During the morning of Black Friday, we were alerted about delays in the sending of SMS messages. Shortly thereafter API-alerts were also triggered, indicating a service disruption on several endpoints.
Upon further investigation we identified that a component in the messaging chain, a database used to house the messages to be sent, was under heavy load and did not scale the way it was supposed to, causing degradation to SMS delivery. Manual scaling had an immediate effect and the platform started recovering.
As a result of the service degradation many messages were only partially sent and manual efforts had to be taken to rectify these effects. As a result of the degradation some messages were partially duplicated due to automatic resends.

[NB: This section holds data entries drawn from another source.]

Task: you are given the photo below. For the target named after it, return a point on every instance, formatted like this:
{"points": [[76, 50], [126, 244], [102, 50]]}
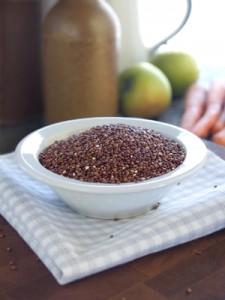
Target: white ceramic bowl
{"points": [[101, 200]]}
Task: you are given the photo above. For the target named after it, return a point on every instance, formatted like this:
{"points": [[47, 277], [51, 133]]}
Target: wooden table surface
{"points": [[195, 270]]}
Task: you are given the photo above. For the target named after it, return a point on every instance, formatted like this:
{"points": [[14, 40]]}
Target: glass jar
{"points": [[80, 60]]}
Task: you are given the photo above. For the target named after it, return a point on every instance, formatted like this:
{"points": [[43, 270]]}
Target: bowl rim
{"points": [[29, 147]]}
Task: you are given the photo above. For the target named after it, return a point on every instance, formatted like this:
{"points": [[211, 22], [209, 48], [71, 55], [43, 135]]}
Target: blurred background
{"points": [[21, 99]]}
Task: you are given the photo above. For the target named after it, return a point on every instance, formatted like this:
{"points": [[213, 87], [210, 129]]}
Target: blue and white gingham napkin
{"points": [[73, 246]]}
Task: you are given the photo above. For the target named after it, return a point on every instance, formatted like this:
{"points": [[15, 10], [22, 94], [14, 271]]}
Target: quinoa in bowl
{"points": [[114, 153], [119, 168]]}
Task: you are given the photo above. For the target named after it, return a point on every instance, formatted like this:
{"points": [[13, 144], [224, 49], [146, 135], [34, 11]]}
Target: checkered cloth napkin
{"points": [[73, 246]]}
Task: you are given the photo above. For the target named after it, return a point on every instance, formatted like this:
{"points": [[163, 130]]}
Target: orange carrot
{"points": [[220, 123], [194, 106], [214, 103], [219, 137]]}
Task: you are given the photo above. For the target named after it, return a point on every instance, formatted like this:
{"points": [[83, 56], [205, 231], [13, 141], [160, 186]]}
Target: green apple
{"points": [[180, 68], [144, 91]]}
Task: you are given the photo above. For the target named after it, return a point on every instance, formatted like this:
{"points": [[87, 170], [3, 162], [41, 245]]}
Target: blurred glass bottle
{"points": [[80, 60]]}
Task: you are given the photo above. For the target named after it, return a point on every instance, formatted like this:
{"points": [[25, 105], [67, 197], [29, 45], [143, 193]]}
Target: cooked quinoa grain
{"points": [[116, 153]]}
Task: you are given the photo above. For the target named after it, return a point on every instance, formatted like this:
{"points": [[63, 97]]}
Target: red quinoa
{"points": [[116, 153]]}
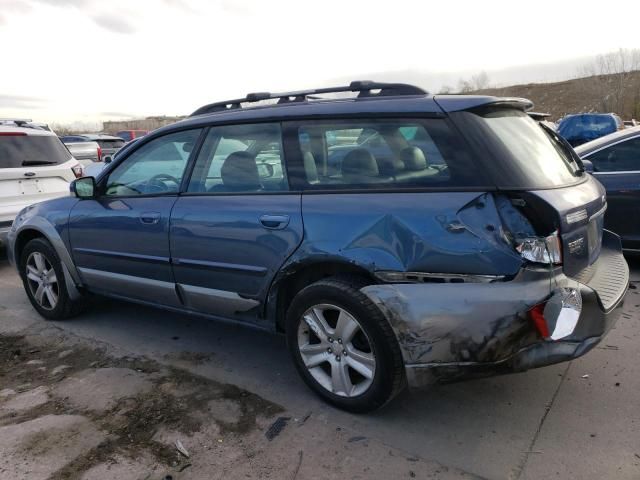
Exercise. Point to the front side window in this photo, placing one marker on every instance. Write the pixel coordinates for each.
(156, 168)
(110, 143)
(240, 158)
(385, 154)
(622, 157)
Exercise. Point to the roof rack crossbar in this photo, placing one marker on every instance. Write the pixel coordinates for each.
(365, 89)
(17, 121)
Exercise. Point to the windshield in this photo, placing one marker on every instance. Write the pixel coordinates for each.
(110, 143)
(533, 157)
(18, 151)
(586, 127)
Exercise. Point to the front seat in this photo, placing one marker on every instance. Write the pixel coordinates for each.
(239, 173)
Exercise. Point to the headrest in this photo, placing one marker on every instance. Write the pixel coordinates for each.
(239, 170)
(413, 159)
(360, 162)
(310, 167)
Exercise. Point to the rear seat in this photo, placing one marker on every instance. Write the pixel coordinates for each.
(415, 165)
(360, 167)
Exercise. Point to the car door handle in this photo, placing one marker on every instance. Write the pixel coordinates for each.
(274, 222)
(150, 218)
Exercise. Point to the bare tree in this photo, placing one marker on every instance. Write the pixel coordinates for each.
(480, 81)
(464, 86)
(611, 78)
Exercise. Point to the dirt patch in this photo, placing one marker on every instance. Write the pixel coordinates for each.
(128, 399)
(194, 358)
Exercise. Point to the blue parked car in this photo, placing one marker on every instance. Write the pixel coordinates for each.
(584, 127)
(615, 161)
(455, 238)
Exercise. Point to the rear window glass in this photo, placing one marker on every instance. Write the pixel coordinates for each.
(535, 158)
(31, 150)
(386, 154)
(110, 143)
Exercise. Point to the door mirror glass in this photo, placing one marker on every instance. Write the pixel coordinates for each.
(84, 187)
(588, 166)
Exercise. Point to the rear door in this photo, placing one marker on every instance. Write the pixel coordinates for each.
(617, 167)
(110, 146)
(236, 224)
(33, 168)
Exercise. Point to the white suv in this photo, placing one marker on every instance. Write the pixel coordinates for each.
(34, 166)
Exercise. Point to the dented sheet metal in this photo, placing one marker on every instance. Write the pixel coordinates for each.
(471, 322)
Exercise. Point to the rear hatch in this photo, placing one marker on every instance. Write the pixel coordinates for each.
(33, 168)
(543, 177)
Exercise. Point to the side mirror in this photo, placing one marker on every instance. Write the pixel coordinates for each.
(588, 166)
(84, 188)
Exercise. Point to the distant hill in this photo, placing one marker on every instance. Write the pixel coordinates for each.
(604, 93)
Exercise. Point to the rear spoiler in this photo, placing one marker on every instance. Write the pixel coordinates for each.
(457, 103)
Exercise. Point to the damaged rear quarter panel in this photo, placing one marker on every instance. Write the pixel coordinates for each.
(435, 232)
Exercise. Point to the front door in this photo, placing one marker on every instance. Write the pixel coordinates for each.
(236, 224)
(617, 167)
(120, 240)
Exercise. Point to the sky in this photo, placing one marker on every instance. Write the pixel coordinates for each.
(66, 61)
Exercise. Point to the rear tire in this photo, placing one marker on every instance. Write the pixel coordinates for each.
(343, 346)
(44, 281)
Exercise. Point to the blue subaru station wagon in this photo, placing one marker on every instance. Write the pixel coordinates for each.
(395, 237)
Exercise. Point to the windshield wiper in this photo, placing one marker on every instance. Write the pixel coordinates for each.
(29, 163)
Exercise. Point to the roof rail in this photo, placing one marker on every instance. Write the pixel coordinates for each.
(365, 88)
(17, 121)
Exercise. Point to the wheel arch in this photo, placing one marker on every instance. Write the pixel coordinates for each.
(299, 275)
(39, 227)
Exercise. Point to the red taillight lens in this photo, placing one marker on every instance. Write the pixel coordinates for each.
(77, 171)
(537, 316)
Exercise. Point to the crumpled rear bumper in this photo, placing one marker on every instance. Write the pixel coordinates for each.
(450, 332)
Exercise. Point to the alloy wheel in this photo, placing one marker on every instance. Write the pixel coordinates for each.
(336, 350)
(42, 280)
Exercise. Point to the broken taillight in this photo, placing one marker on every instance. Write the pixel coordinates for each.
(537, 316)
(547, 250)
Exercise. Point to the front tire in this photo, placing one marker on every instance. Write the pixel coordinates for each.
(44, 281)
(343, 347)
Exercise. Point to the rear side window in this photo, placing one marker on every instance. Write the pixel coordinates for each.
(385, 154)
(110, 143)
(622, 157)
(587, 127)
(240, 159)
(17, 151)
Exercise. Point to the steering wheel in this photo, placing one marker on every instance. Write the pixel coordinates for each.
(157, 181)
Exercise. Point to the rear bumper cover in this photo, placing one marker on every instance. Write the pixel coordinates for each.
(451, 332)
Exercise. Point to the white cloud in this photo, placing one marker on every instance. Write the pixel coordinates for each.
(86, 57)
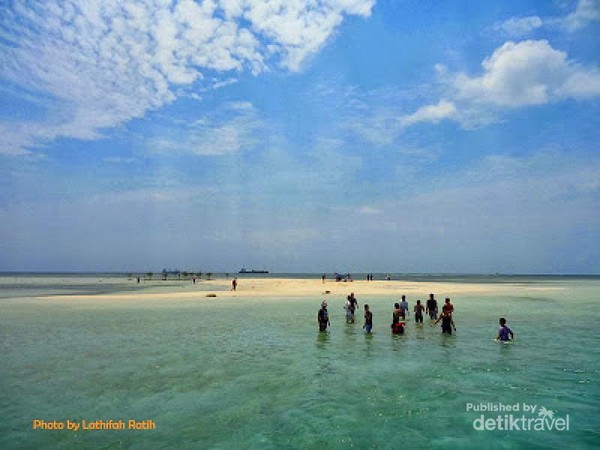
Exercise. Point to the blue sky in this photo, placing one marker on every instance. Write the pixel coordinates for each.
(330, 135)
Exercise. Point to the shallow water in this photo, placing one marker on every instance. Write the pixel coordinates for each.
(252, 373)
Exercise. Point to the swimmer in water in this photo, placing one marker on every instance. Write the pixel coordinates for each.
(504, 332)
(368, 319)
(323, 317)
(447, 323)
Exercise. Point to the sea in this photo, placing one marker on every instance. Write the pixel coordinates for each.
(254, 373)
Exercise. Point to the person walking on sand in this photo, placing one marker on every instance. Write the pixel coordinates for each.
(418, 310)
(431, 307)
(368, 326)
(323, 318)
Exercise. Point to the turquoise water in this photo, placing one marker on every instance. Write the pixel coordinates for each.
(253, 373)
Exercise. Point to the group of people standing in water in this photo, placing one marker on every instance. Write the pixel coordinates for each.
(401, 311)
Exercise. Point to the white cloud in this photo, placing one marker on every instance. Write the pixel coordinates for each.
(104, 63)
(527, 73)
(519, 26)
(430, 113)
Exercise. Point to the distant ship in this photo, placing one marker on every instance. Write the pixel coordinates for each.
(252, 271)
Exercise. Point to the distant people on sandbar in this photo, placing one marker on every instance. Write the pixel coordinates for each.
(397, 322)
(418, 310)
(448, 307)
(431, 307)
(504, 333)
(323, 317)
(404, 307)
(447, 323)
(368, 326)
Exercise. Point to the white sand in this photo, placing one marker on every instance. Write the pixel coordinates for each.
(281, 288)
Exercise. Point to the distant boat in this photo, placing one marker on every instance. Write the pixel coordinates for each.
(252, 271)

The immediate effect of the service degradation was delays to SMS messaging and a partial outage on our APIs between 10:22 and 10:51 CET. During this period many requests towards the application could not be handled and received 5xx-errors, while the majority of traffic was handled but with sub-standard response times.
The customer impact was failing or delayed actions when performing actions through API, such as looking up contact data, redeeming promotions etc.
The customer impact of the SMS incident was that many messages were only partially sent. Measured on a platform level about 5% of the intended recipients did not receive their intended message, but individual messages had higher/lower failed delivery rates.
As we were working to find a way to resend the affected messages, we were alerted to the fact that the service degradation had led to an unanticipated side effect. Automatic retries designed to make sure all messages are always delivered had led to batches of messages being sent multiple times, somehow bypassing the checks present to prevent such duplicates. Due to this, manual resending of failing messages was paused, and later cancelled, to avoid the risk of further duplicates being sent (a risk further increased by the general delays of delivery receipts from operators during Black Friday). All efforts were redirected towards finding the bug that had led to the duplicates being sent. As the day progressed with us unable to safely resend messages without risking duplicates, we reached a point where we deemed the failing SMS messages could no longer be sent.
When this decision had been made, a manual effort was started to change the information shown in the application. From showing messages as ”sending” to ”sent”, to indicate that no further attempts on delivery were going to be made. Due to the nature of the incident, with duplicates and manual intervention, the stats for the affected messages will never be fully accurate. The actual deviation for the messages will vary, but all messages will see erroneous data in the delivery stats, making it very hard to follow up on the effect of the delivery.